Recently, 26 Tibetan students from Rangtang County in Aba Tibetan and Qiang Autonomous Prefecture, Sichuan Province, devoted themselves to Tibetan pottery making in the the first pottery park themed ceramics enjoy and experience in Shenzhen, south China's Guangdong Province.
The Rangtang Zambala Intangible Cultural Training Base of Shenzhen was also established at the Shenzhen Ci Aigu Cultural Park. The training base includes nine intangible culture projects such as Zambala Tibetan-style pottery, Tibetan paper, and Guozhuang dancing.
Rangtang is a multi-ethnic, multi-cultural area that includes Gyarong, Amdo, and Kham Tibetans.
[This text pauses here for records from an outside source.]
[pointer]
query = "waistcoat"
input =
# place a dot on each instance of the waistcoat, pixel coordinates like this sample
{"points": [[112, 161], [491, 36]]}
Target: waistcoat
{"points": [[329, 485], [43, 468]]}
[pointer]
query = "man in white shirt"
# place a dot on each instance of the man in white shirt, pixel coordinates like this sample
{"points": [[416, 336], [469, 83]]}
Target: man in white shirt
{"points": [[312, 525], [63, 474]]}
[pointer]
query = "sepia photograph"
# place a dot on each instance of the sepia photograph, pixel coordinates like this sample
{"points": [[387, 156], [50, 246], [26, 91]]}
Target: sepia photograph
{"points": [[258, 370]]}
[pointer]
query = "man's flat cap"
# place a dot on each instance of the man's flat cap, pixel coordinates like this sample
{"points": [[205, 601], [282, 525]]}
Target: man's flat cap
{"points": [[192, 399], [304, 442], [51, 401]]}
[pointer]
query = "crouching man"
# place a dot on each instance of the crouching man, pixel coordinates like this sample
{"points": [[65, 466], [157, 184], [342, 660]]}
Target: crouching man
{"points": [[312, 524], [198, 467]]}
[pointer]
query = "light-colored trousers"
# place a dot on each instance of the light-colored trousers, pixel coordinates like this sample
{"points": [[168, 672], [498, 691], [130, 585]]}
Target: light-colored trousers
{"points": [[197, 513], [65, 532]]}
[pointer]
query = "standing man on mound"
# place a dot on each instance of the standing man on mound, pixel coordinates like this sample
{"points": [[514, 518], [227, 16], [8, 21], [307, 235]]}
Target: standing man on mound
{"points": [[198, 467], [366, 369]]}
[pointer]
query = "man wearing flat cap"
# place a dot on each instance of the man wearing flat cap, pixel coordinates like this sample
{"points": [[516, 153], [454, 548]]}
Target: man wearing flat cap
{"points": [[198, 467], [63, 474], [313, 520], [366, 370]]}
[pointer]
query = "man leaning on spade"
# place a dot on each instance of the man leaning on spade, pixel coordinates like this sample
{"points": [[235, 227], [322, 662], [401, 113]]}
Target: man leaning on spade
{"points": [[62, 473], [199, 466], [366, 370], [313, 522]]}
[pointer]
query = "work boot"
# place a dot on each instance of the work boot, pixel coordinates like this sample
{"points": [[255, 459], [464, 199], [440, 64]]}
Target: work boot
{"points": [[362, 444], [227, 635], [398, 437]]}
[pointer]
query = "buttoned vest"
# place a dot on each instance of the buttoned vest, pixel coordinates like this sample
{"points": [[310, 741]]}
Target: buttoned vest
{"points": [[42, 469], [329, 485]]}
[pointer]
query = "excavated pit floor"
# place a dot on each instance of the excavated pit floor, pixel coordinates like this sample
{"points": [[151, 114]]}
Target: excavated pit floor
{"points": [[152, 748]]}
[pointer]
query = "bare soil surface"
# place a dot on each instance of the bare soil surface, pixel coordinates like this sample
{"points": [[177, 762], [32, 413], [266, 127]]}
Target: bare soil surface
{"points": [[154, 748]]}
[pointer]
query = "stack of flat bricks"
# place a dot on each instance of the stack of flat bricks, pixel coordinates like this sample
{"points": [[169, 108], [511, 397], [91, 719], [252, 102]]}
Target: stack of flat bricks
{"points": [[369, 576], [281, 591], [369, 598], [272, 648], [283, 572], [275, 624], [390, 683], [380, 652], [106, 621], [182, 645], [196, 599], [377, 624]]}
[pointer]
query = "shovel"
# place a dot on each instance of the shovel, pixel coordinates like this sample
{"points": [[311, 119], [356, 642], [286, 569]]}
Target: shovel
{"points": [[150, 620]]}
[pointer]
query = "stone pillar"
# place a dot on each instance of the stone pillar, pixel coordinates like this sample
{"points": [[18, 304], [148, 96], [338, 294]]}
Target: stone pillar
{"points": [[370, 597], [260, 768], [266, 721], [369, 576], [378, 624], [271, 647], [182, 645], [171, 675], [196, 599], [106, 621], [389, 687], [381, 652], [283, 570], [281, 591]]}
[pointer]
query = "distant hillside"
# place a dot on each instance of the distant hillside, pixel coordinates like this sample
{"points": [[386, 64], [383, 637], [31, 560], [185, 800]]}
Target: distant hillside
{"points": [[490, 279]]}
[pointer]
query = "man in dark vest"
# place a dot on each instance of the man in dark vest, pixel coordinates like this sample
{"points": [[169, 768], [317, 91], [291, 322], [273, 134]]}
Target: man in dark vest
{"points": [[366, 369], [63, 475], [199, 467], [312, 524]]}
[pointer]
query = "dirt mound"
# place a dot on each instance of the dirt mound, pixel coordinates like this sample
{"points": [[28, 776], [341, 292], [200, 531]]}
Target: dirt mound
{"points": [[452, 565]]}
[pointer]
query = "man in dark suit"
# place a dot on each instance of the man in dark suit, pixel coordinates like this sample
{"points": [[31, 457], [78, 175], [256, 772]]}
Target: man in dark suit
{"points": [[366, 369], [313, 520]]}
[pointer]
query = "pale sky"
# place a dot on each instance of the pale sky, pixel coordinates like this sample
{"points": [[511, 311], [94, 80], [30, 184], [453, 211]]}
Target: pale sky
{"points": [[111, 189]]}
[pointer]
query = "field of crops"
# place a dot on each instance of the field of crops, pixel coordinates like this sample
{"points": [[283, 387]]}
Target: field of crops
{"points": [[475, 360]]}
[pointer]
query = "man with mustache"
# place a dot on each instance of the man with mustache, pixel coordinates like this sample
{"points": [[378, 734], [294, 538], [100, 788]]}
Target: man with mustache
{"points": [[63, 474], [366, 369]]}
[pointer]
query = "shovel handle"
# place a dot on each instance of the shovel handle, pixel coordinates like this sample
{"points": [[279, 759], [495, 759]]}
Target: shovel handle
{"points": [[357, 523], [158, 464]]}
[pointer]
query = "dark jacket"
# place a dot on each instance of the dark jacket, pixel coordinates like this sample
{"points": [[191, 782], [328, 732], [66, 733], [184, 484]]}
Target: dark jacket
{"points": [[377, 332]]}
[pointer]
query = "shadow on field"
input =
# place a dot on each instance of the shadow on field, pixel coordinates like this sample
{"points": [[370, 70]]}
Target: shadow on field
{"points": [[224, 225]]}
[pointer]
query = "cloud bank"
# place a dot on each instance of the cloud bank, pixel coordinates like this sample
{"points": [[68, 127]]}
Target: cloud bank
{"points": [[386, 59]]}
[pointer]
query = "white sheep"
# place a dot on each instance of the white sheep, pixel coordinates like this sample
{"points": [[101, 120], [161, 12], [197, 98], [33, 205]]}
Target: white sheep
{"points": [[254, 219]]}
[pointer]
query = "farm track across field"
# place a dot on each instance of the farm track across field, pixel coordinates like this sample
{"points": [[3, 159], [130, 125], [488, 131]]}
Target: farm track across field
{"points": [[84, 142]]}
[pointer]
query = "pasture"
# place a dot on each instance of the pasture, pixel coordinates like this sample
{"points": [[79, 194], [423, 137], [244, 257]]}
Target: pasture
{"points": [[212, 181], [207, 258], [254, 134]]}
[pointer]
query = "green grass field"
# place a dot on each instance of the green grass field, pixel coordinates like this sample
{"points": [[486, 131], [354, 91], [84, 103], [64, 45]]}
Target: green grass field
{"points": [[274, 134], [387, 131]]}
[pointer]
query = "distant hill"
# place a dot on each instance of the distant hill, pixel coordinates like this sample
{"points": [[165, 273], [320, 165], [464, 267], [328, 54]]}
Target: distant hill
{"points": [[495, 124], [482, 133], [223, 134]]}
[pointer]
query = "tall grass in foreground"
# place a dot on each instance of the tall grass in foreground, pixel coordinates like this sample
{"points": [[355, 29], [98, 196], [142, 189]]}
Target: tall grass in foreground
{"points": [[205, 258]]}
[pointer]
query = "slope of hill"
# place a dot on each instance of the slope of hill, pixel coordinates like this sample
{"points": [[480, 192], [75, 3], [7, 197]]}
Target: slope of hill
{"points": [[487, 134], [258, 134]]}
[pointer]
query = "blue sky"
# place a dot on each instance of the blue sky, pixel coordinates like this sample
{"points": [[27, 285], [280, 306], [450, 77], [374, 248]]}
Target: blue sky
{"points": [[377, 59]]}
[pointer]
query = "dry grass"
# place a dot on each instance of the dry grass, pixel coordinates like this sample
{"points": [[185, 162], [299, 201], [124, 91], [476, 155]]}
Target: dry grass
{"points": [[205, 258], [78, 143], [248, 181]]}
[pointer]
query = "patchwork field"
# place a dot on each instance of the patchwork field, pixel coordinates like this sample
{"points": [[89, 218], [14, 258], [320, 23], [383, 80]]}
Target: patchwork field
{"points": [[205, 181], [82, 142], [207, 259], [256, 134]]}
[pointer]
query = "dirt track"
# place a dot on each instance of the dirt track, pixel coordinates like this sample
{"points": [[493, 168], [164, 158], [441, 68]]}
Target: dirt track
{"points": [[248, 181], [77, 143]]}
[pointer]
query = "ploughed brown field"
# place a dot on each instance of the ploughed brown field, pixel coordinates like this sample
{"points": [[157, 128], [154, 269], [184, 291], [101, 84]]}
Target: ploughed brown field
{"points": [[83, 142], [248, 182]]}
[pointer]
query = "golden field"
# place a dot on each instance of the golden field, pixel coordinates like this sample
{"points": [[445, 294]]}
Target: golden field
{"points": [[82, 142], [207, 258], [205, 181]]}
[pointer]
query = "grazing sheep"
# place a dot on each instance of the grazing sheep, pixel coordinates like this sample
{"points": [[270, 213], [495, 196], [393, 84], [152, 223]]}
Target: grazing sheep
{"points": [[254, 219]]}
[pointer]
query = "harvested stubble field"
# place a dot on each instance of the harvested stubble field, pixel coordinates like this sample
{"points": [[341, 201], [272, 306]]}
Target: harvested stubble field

The cultural resources there are unique and rich, and it has been rated as the hometown of Chinese folk art and the preservation and inheritance base of Chinese Tibetan folk culture. In recent years, RangZamtang has built 26 intangible culture training institutions and has vigorously implemented a strategy of “going out”, holding a series of events such as “Zambala Intangible Culture Conversation Exchange” and “Zambala Culture Week” in Beijing and Shanghai, and striving to create a brand of cultural tourism. There are currently more than 3,000 farmers and nomads in the county engaging in the preservation and inheritance of intangible culture, studying folk art skills, making cultural products, and broadening ways of increasing revenue.